Viviana supo después que sus padres murieron en Campo de Mayo luego de ser ferozmente torturados. Y todavía hoy, con las leyes de obediencia debida y punto final derogadas, esa causa continúa sin avances judiciales que puedan reparar, al menos en parte, las casi cinco mil muertes que, al igual que en la Escuela de Mecánica, ahí se produjeron.
Viviana convive con ese dolor y no lo oculta. Baja la voz para decir que necesita rodearse de afectos, del cariño de su hija de diecinueve años, del amor de su pareja, y de los amigos y compañeros que siempre le pusieron el hombro.
No relata su vida como un drama único, prefiere darle el marco generacional de las luchas sociales de los setenta y sabe que su voz es una más entre las de los ex presos políticos que hablan con pudor de sus padecimientos, porque son sobrevivientes del genocidio.
Más de diez mil detenidos pasaron por estos campos de concentración legales. Ocho, diez, doce años sin abrazar a sus seres queridos, sin ver el cielo ni sentir el olor de la lluvia o el café. Sin besar ni ver crecer a sus hijos; sin escuchar una canción bonita ni leer un diario, un libro, una revista. Comiendo mal y a veces. Ocho, diez, doce años sin hacer el amor.
Golpeados y humillados en cárceles que luego del ’76 pasaron a depender directamente de la autoridad militar de la zona, ellos resistieron.

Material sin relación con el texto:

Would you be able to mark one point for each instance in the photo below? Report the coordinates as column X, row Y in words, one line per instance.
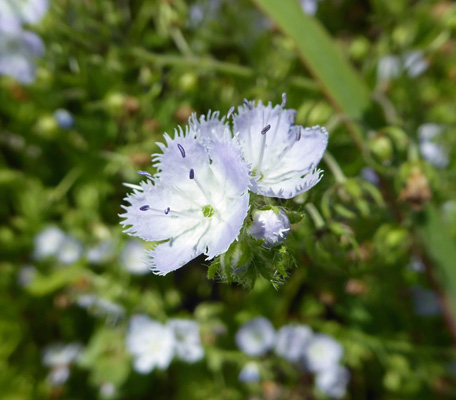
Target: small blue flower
column 64, row 118
column 283, row 156
column 271, row 227
column 256, row 337
column 196, row 204
column 292, row 342
column 18, row 51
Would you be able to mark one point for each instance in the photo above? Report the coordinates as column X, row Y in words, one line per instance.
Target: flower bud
column 270, row 226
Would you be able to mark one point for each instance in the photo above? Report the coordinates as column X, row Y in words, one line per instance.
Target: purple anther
column 265, row 129
column 145, row 173
column 230, row 112
column 181, row 149
column 246, row 103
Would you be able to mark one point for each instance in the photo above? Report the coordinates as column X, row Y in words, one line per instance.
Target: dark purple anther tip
column 230, row 112
column 181, row 149
column 265, row 129
column 247, row 104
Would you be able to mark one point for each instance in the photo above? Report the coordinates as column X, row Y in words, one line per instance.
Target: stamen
column 265, row 129
column 298, row 134
column 181, row 149
column 230, row 112
column 145, row 173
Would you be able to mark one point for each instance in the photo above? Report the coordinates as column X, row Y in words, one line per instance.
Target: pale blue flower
column 188, row 346
column 292, row 342
column 151, row 344
column 323, row 352
column 256, row 337
column 15, row 12
column 133, row 258
column 64, row 118
column 250, row 373
column 333, row 381
column 18, row 51
column 271, row 227
column 283, row 157
column 196, row 204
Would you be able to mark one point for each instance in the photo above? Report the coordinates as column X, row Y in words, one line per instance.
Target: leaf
column 338, row 80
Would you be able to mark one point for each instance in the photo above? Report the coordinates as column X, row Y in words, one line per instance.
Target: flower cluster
column 198, row 201
column 319, row 354
column 154, row 345
column 19, row 47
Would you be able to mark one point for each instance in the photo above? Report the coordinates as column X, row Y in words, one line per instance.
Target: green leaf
column 340, row 83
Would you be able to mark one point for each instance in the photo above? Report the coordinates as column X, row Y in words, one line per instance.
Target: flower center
column 208, row 211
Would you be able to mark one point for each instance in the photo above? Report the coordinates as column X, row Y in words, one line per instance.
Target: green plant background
column 130, row 70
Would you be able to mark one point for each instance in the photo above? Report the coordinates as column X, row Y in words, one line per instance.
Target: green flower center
column 208, row 211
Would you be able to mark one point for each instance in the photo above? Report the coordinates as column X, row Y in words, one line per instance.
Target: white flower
column 309, row 6
column 323, row 352
column 273, row 228
column 256, row 337
column 283, row 157
column 48, row 242
column 434, row 153
column 196, row 204
column 18, row 50
column 70, row 250
column 292, row 341
column 133, row 258
column 57, row 355
column 22, row 11
column 250, row 373
column 333, row 381
column 187, row 340
column 151, row 344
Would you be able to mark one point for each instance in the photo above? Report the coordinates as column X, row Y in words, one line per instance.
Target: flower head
column 188, row 342
column 333, row 381
column 292, row 341
column 283, row 157
column 18, row 49
column 196, row 204
column 256, row 337
column 151, row 344
column 323, row 352
column 271, row 226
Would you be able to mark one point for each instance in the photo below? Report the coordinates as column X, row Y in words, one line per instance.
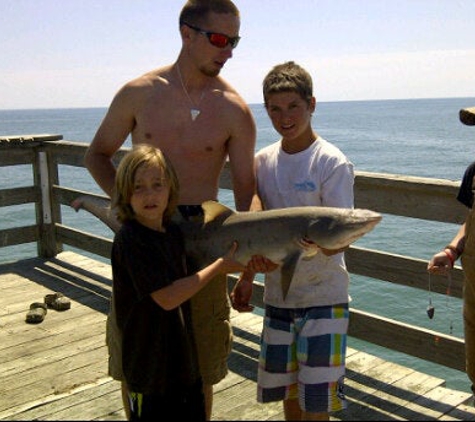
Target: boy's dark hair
column 288, row 77
column 195, row 12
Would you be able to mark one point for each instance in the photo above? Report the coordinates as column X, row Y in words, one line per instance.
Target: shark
column 282, row 235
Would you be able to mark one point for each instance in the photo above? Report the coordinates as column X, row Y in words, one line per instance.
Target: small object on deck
column 57, row 301
column 37, row 313
column 430, row 311
column 467, row 116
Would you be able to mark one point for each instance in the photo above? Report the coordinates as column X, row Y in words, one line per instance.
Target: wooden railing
column 423, row 198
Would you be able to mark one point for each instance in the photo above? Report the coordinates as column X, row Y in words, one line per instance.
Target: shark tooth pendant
column 194, row 113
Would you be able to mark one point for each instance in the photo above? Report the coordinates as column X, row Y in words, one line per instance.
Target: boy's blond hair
column 142, row 154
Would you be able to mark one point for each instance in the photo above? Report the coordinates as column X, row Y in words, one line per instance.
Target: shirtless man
column 197, row 119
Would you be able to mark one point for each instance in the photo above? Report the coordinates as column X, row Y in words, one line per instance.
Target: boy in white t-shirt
column 303, row 343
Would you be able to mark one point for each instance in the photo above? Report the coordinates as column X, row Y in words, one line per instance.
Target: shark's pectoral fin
column 287, row 271
column 215, row 211
column 310, row 253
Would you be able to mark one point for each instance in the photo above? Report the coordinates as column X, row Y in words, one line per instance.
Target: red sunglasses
column 215, row 38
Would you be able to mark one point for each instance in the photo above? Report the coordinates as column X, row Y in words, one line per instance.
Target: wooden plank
column 18, row 236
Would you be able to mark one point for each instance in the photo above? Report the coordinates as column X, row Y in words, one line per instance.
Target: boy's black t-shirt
column 159, row 355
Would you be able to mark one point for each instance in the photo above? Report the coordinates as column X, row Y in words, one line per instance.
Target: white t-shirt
column 321, row 175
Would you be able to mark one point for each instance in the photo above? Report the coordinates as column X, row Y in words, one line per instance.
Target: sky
column 78, row 53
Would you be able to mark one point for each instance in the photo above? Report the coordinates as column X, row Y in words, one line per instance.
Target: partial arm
column 183, row 289
column 112, row 133
column 445, row 259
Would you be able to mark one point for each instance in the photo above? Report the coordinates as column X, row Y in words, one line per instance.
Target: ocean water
column 420, row 137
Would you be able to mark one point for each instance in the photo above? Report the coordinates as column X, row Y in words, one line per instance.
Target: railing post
column 45, row 173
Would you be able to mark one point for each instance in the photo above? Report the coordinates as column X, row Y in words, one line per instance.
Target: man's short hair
column 196, row 12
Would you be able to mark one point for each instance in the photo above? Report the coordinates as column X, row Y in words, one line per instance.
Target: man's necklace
column 195, row 111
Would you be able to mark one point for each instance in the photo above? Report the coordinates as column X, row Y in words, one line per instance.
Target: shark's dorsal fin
column 215, row 211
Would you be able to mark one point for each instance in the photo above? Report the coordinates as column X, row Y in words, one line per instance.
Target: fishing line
column 431, row 308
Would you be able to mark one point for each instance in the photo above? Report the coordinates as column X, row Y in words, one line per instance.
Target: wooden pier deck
column 56, row 370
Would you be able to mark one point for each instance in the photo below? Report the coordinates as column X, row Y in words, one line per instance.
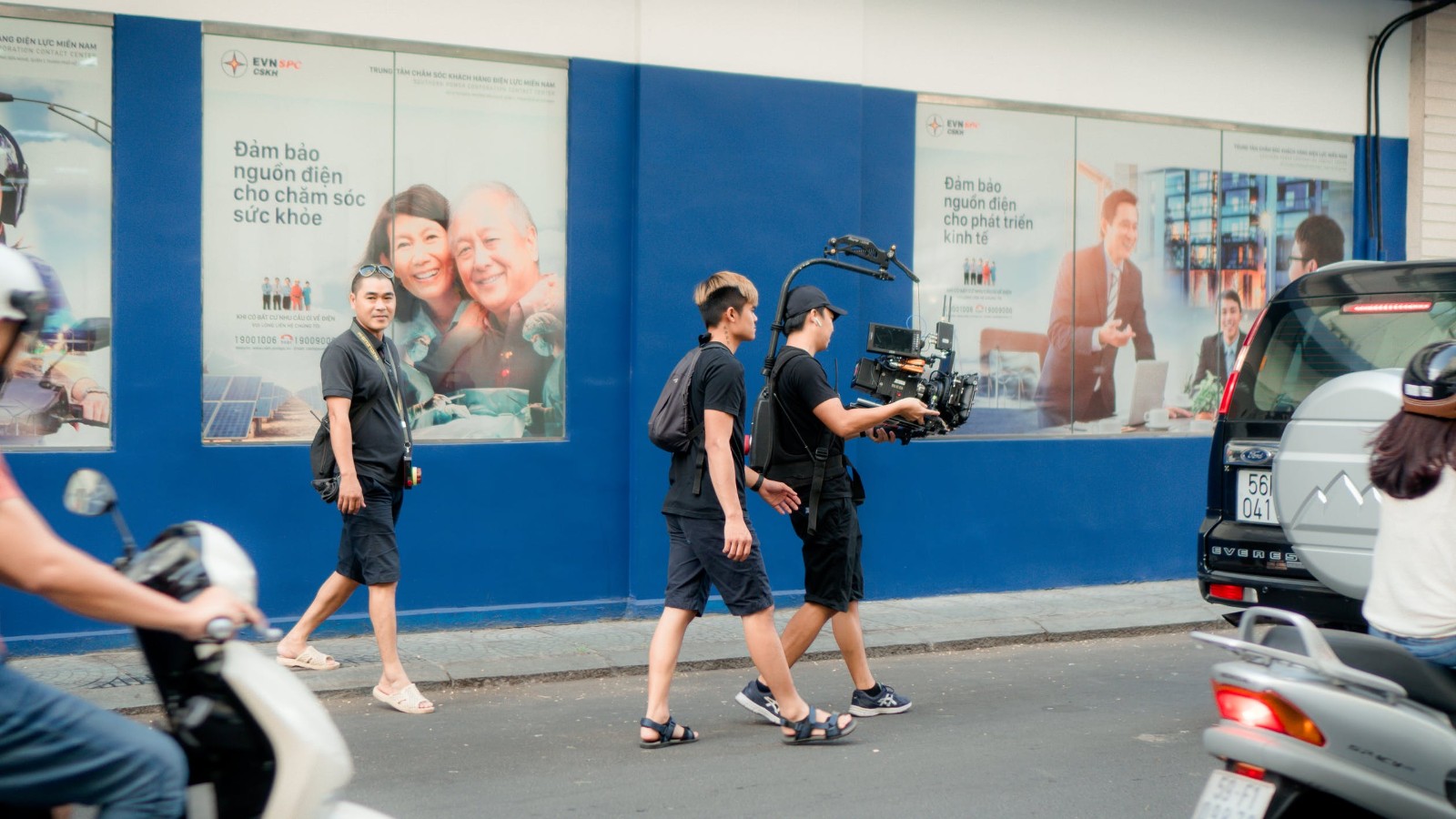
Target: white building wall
column 1431, row 191
column 1283, row 63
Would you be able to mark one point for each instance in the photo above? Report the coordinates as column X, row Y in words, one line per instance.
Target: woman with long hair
column 1412, row 581
column 411, row 237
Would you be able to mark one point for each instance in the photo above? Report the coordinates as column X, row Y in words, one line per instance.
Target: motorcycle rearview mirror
column 89, row 493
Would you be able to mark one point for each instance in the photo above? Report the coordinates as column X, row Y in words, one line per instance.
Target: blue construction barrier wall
column 673, row 174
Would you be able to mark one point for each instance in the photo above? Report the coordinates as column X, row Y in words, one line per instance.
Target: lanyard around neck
column 399, row 405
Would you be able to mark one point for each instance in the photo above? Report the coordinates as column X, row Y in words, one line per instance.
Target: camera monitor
column 893, row 339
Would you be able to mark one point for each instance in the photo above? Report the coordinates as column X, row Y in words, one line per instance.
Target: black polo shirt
column 349, row 370
column 803, row 385
column 717, row 385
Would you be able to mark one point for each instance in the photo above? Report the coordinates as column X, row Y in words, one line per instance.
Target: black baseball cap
column 808, row 298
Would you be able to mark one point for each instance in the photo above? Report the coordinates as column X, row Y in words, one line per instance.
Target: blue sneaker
column 888, row 703
column 761, row 703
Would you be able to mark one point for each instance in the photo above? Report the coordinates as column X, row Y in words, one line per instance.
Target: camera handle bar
column 848, row 245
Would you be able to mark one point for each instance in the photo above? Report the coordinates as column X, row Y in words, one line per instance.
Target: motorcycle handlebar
column 220, row 629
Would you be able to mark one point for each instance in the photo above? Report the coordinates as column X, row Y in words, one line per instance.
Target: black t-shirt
column 803, row 387
column 349, row 370
column 717, row 385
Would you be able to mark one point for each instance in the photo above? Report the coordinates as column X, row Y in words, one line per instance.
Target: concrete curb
column 441, row 661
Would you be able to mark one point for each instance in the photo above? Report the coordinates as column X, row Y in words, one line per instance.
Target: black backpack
column 672, row 424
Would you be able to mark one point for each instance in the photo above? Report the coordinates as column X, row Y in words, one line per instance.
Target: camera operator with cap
column 57, row 748
column 808, row 453
column 1412, row 462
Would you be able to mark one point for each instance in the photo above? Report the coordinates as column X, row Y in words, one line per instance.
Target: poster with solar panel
column 329, row 167
column 56, row 208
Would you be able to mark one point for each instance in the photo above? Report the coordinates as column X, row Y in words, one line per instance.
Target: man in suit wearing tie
column 1097, row 309
column 1219, row 350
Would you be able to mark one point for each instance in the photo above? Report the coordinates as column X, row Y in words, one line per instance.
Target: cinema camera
column 912, row 368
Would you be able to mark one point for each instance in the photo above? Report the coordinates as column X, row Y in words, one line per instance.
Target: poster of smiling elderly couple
column 319, row 160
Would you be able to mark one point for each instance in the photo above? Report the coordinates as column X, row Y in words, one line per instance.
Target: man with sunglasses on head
column 363, row 389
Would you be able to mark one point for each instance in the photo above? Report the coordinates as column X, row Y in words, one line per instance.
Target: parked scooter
column 258, row 742
column 1331, row 723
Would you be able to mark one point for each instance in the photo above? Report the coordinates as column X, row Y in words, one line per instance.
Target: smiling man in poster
column 492, row 239
column 1097, row 309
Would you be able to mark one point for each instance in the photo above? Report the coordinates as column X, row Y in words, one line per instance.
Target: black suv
column 1346, row 318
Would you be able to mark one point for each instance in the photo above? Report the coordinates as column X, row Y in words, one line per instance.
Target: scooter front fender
column 353, row 811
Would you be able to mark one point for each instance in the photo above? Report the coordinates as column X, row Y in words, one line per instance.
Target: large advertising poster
column 56, row 207
column 451, row 172
column 1104, row 273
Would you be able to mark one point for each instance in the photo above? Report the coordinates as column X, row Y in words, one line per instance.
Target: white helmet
column 22, row 293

La Negra vuelve, de vez en cuando, a caminar por la avenida Beiró, para ver de cerca florecer los jacarandaes que tantos años espió de la ventana de su celda, y recuerda las tardecitas cordobesas cuando, entre mate y mate, el padre le contaba su simpatía por las ideas socialistas, su compromiso con las luchas sindicales y su admiración por Tosco y el Che Guevara.
Viviana nunca pudo vivir en la casa de Avellaneda. Con el tiempo la vendió: “Saqué de allí, además de las pocas pertenencias, la planta de geranio. La tengo en el patio de mi casa, donde la voy cuidando todos los años, multiplicando sus gajos. Siempre florece en primavera”.